Perfect transcription, both languages, free, and that’s the moment it stopped being a fun experiment and turned into something I’d actually use every day.

The first tray icon used color-coded dots for idle, recording, and transcribing, but I’m color blind so those were all just dots to me, and I asked for shape-based indicators instead:

Idle
Recording
Transcribing

Now I can tell the state at a glance. After that I just kept going, because every feature was about 5 minutes of conversation with the agent:

When you own the code, every change is a conversation, not a feature request in someone else’s backlog.

The road to Gas Town

A few weeks before building sussur.ai I discovered OpenClaw, which is an open-source autonomous AI agent that runs locally and connects to your messaging apps, and I was amazed by what it could do but the experience of actually using it was rough, because it was hard to configure and it crashed a lot and it burned through tokens faster than I could keep up with.
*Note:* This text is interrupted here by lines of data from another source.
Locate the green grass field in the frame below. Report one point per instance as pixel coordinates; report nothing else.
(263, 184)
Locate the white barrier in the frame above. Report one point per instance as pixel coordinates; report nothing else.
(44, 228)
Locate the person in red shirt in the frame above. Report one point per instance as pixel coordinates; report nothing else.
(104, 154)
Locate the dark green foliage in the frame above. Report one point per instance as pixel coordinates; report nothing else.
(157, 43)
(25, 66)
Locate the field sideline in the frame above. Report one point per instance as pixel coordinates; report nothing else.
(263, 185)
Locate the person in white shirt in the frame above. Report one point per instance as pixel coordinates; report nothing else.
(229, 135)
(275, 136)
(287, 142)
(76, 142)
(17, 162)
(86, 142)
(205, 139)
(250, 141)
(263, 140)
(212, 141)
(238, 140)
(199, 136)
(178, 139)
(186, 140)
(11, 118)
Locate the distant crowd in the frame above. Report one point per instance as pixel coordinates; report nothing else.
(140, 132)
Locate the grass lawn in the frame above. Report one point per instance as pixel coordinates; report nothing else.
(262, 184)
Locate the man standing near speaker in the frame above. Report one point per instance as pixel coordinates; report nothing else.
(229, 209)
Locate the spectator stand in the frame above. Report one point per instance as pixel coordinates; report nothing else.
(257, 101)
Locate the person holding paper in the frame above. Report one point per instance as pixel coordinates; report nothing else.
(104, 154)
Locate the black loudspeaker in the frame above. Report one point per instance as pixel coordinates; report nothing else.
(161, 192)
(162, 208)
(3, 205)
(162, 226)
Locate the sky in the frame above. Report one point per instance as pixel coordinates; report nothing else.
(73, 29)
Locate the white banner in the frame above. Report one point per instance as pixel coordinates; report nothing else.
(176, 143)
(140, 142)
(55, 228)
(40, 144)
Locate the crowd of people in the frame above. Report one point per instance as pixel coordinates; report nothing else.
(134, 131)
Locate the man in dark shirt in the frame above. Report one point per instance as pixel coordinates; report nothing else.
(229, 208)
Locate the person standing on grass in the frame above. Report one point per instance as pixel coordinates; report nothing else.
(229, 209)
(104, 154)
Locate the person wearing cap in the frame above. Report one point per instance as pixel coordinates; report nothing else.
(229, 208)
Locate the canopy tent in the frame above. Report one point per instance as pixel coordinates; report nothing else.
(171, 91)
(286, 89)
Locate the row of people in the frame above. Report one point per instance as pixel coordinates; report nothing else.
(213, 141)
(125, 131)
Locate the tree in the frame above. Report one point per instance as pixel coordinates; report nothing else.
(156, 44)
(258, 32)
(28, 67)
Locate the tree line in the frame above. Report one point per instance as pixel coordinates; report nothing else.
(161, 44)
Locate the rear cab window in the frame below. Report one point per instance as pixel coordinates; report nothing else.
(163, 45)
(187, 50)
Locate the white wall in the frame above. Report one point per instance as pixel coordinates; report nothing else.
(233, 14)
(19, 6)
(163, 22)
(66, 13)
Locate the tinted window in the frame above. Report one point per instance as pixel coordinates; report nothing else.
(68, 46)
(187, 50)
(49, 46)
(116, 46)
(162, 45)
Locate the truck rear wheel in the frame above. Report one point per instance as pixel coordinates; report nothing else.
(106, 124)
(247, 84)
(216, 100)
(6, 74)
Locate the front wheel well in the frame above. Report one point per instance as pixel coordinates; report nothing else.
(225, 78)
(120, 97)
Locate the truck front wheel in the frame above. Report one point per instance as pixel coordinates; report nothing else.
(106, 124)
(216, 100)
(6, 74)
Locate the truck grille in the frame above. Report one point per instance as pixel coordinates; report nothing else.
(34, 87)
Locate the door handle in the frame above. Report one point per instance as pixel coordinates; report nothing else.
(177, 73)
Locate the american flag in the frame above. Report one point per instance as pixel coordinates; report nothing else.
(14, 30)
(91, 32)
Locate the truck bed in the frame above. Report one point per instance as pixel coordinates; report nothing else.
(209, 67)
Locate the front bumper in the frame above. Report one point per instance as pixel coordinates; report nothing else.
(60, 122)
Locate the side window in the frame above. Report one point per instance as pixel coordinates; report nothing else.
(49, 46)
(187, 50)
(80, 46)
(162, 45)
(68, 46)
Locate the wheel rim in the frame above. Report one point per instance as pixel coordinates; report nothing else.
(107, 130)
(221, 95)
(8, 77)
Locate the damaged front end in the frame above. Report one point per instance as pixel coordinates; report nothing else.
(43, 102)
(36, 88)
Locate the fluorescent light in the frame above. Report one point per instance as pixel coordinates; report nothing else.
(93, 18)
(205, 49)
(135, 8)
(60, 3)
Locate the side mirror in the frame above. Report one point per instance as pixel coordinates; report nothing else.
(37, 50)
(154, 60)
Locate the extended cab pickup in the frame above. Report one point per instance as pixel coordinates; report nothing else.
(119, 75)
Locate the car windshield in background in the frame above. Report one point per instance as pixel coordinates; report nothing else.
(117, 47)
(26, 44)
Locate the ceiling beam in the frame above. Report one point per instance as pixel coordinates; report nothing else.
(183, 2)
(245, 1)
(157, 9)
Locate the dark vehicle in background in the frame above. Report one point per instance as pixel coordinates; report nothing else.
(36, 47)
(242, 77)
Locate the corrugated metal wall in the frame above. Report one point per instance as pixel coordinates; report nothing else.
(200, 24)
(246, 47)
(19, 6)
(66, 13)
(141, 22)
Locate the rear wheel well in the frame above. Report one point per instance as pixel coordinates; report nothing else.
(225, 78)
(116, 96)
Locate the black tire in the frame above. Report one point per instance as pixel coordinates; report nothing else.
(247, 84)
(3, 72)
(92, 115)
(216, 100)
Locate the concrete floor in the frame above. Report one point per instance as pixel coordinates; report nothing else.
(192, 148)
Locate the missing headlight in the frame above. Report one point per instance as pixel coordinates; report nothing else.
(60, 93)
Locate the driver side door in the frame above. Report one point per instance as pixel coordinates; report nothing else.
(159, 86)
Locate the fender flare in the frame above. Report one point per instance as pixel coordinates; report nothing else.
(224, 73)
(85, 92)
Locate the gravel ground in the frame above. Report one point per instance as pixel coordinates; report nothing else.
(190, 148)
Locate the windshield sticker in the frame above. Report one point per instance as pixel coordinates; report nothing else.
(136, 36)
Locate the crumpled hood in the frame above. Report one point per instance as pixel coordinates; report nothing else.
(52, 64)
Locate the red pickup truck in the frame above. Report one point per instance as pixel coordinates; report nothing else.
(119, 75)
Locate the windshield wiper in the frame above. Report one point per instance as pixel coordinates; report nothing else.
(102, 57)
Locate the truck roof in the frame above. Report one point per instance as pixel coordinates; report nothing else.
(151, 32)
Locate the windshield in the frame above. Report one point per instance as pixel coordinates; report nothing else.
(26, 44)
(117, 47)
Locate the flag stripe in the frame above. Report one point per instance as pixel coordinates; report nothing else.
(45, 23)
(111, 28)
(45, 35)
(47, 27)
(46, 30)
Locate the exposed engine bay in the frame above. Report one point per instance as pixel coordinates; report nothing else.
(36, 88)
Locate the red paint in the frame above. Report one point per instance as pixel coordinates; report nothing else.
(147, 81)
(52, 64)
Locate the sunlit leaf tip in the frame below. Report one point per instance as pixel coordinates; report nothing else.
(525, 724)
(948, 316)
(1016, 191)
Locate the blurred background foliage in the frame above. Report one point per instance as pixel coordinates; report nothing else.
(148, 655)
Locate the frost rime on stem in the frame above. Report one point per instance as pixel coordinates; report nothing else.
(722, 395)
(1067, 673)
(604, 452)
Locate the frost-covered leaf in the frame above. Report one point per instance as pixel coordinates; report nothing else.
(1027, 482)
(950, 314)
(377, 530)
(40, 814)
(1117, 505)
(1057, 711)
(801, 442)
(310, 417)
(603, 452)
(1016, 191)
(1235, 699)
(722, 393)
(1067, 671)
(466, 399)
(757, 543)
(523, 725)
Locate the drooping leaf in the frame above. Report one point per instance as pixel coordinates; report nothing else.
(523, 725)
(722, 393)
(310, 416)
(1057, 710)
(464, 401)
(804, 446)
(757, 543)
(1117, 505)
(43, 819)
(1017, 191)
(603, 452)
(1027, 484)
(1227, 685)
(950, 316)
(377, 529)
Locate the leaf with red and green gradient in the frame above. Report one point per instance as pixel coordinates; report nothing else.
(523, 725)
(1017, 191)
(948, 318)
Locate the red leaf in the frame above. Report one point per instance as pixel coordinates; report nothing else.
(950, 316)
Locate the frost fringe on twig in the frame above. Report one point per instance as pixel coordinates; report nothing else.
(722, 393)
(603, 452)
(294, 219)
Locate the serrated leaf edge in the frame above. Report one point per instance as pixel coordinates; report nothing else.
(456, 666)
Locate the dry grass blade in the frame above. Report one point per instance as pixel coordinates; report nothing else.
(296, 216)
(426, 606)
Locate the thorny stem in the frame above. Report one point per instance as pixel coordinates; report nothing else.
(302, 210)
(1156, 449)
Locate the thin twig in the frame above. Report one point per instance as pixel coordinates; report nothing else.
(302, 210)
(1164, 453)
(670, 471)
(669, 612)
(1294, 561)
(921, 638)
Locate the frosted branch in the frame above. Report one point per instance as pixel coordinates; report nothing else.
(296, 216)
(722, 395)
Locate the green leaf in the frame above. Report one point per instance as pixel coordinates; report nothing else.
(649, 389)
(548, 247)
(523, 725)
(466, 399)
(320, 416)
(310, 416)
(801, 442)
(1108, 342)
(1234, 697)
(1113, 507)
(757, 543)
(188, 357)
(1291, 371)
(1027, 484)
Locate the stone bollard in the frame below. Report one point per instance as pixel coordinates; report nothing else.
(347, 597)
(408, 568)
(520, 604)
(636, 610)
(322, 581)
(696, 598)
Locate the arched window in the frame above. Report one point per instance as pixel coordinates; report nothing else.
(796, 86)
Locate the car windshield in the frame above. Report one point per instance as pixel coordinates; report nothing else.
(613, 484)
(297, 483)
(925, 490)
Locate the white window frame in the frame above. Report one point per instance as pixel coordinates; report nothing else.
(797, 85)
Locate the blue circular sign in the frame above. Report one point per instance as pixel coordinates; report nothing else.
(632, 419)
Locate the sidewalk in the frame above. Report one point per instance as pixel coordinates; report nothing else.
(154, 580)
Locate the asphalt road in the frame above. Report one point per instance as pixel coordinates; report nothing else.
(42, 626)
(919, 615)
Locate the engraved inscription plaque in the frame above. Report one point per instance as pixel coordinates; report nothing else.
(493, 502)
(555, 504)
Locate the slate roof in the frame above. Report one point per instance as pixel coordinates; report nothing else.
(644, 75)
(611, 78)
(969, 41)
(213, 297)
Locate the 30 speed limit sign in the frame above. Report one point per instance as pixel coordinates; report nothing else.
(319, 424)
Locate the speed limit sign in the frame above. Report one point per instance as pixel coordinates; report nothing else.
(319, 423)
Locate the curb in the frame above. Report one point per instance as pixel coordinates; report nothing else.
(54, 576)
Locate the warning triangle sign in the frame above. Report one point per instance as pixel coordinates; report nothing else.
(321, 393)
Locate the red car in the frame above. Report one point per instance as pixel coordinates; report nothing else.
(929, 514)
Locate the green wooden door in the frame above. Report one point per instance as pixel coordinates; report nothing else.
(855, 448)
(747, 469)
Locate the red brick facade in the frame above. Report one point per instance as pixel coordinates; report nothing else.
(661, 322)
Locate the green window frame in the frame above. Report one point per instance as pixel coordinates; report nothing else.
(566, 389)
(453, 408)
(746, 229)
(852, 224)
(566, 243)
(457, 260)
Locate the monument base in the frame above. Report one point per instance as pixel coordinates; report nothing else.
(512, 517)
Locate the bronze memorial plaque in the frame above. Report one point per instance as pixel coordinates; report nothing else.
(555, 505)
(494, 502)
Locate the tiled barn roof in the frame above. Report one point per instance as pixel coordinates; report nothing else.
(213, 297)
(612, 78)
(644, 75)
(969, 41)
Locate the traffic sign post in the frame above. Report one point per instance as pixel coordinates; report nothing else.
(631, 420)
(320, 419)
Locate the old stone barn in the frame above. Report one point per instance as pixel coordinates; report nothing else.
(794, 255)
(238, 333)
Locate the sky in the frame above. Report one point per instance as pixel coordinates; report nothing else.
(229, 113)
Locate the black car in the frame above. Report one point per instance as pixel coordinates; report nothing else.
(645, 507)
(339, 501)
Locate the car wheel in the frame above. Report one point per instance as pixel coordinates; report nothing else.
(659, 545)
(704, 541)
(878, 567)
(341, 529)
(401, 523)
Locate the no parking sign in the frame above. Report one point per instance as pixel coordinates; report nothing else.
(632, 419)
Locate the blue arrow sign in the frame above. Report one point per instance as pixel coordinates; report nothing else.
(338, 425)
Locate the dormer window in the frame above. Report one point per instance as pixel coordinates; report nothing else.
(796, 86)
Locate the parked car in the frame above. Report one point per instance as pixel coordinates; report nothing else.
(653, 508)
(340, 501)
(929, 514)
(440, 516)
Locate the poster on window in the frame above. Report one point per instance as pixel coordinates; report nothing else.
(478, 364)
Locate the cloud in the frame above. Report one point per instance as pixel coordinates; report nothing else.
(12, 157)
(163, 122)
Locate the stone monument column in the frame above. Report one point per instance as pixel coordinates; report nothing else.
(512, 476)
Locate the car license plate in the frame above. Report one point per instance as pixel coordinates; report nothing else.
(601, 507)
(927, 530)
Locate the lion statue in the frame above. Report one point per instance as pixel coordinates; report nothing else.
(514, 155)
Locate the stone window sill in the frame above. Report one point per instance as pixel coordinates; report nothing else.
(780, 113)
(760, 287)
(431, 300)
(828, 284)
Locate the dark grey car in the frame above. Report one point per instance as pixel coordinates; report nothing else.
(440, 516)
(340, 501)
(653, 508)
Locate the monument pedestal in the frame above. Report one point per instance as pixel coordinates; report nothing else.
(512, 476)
But the capabilities were real, and I wanted to understand how that kind of system works at the code level, so instead of fighting with someone else’s tool I started building my own, something smaller and focused on what I actually needed: a bot I can give personality to, with a controlled system prompt and persistent memory and the ability to do work and validate it, with Telegram and Slack integrations and a pipeline workflow that lets agents coordinate with each other.

And then a few days ago I found Steve Yegge’s Gas Town essay on LinkedIn, and it kind of blew my mind. Gas Town is this system he built where 20 to 30 AI coding agents run in parallel, organized into a hierarchy with a Mayor that dispatches work, ephemeral workers that handle individual tasks, a Witness that supervises them, and a Refinery that manages merge conflicts, all backed by persistent state in Git so agents can crash and pick up where they left off. It’s 189,000 lines of Go. It’s like someone built an entire city where the residents are coding agents and the infrastructure is designed to keep them productive without human babysitting.

Reading it was one of those moments where you realize you’ve been walking toward a place without knowing it had a name, because he describes this evolution from basic autocomplete all the way to building your own orchestrator, and I looked at what I’d been building and thought “I was already on this road, I just didn’t know where it led.”

But sussur.ai didn’t need any of that. All that orchestration and complexity would have been like driving to Gas Town when I just needed to walk to the corner store, because it was one prompt, one CLI agent session, and about 50 minutes of my time, and I could do it while working on two other things simultaneously. And I think that’s what I find most interesting about Yegge’s evolution model, because the stages he describes seem to work really well as a toolbox where you pick the right level for the problem you’re solving, and for sussur.ai the right level was a single agent and my attention split three ways.

The 8 Stages of AI Developer Evolution: From Autocomplete to Gas Town

The tool

I named it sussur.ai, from “sussurro,” which is Portuguese for whisper. I use it every day and it’s how I dictated parts of this post, and it doesn’t have a fancy UI or an onboarding flow but it does exactly what I need: press a button, talk, text appears, and when I want to change something I just ask.

As for the system I built to try to replicate what OpenClaw could do, it ended up becoming something I didn’t expect, because instead of just a coding tool it turned into my personal assistant that helps me with hobby projects, manages my social media, handles day-to-day tasks, and accelerates my learning in ways I couldn’t have predicted, and all those little side projects that I’d been carrying around in my head for years and never finished are now going from idea to working software in minutes, just like sussur.ai did. But that’s a story for another post.